Et ce n’est pas la surf music baltringue de Gravy qui chantera le contraire, car Gravy, album éponyme, surprend par ses influences et son sens du contrepoint. Son danois de leader, Nikolaj Grummesgaard, offre avec ce premier album un condense de décontenancement musical, plus proche de la pop noisy bricolo Weezer que du rock garage auquel on l’étiquette à tort.
Gravy le groupe sors donc Gravy l’album, mélange subtil de pop 60’ toute sucrée dedans ("Remember me" et ses guitares en barbapapa Beatles), enregistrée dans le garage au papa qui vend sûrement des meubles Ikéa. Gravy semble loin des clichés, s’en fout du moins, produit 11 galettes sans sel ne durant pas plus de trois minutes chacune et pas moins de deux ou trois singles potentiels dans un monde merveilleux où les radios diffuseraient la qualité et les auditeurs achèteraient les albums. Autant commencer ici et maintenant, le rêve et l’illusion.
Sans se taper le membre par terre, on décèle ça et là des moments de musique unique, sorte de crossover entre les 60’ des Trashmen et Duane Eddy (pour la surf music indépassable) et les 70’ psyché ("Amon Duul" et "Hapshash and the coloured heat" pour le refus des structures classiques), voire même un relent de 90’ arty/dirty sur le très My Bloody Valentine "Do I feel free".
Les yeux clos, l’auditeur pourra même voir Fonzie de Happy days débarquer dans le bar, sur le très teenager "Can’t you see", frôlant même le gimmick innocent du générique de Friends. Si Gravy flirte souvent avec le limite, leur écoute prolongée de Pet Sounds et Smile les sauve souvent des catastrophes, et l’on peut retrouver les harmonies Bouglione (xylophones, piano, batteries syncopées, orgues) si chères à Wilson Brian.

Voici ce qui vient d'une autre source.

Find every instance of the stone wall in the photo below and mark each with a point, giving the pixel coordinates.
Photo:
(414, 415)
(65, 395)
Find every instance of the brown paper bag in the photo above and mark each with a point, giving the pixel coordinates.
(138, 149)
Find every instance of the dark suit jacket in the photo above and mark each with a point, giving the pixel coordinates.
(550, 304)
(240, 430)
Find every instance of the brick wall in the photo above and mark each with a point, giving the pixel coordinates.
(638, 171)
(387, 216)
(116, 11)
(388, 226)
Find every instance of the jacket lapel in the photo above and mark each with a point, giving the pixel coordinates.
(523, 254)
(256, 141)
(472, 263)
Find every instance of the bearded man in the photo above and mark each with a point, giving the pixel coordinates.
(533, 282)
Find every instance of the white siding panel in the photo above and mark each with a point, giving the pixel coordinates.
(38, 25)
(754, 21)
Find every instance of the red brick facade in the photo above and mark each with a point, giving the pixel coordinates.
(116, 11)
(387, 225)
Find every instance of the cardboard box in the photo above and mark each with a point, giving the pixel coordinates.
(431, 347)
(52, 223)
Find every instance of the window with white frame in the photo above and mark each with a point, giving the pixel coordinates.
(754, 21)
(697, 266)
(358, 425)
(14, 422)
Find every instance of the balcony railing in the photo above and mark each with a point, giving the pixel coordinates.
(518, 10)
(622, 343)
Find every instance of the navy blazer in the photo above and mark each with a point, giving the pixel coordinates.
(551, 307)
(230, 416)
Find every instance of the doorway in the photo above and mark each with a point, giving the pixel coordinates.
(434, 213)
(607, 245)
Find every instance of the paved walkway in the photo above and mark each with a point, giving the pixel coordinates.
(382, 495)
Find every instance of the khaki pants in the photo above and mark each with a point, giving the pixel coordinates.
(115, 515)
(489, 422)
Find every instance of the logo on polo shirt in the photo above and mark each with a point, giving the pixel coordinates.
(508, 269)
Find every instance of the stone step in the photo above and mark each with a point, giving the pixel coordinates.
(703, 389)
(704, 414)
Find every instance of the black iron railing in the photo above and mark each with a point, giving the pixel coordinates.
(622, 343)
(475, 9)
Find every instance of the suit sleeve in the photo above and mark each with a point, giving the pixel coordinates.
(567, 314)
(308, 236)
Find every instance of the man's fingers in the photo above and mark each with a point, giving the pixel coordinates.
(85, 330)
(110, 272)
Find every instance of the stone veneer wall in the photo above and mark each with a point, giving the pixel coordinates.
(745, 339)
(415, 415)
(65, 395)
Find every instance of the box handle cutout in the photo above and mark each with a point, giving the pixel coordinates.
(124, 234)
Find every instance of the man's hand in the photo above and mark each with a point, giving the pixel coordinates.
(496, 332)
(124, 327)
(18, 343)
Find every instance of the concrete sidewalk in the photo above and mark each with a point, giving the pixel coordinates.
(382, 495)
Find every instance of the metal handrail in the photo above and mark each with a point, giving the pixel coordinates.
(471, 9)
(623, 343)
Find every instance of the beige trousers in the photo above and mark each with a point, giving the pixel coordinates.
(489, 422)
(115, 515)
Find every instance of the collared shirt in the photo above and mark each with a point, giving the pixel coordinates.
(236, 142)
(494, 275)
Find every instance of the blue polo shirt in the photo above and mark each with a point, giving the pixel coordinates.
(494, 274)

Et puis, au détour d’une rue guimauvée, on tombe sur le tube évident, piste 4, "Shine on us", mélange de trop de choses pour qu’on les résume, avec la batterie martiale et les guitares en fuzz, l’orgue qui vibre dans le fond, peut être un clavecin, et ces voix doublées qui rappellent Arcad fire…. Clairement une autre époque.
Le pathos et le spleen semblent être des jurons au pays des danois, jamais, jamais glauques, portés par l’espoir du Nord comme seule lumière, ils tirent leur pop vers des cimes agréables et gratuites (l’intriguant "Party in the mens room", uh uh…). On marche, on avance en terres inconnues et l’on tombe sur un autre single, "Behind my wills", avec un énorme riff en mise en bouche, très lads dans l’esprit, proche de l’Angleterre en lui léchant les côtes, mais revenant vite à sa base pop, avec l’éternel refrain de la voix qui suit la partie mélodique de la guitare.
S’en suit un coup de bambou pop, oui, Gravy sort un premier album d’excellente facture, pondu dans l’artisanat, comme les premiers Beatles justement, où la voix et les harmonies faisaient tout par ses petits riens. Ces petits riens, c’est déjà tout. Achetez Gravy.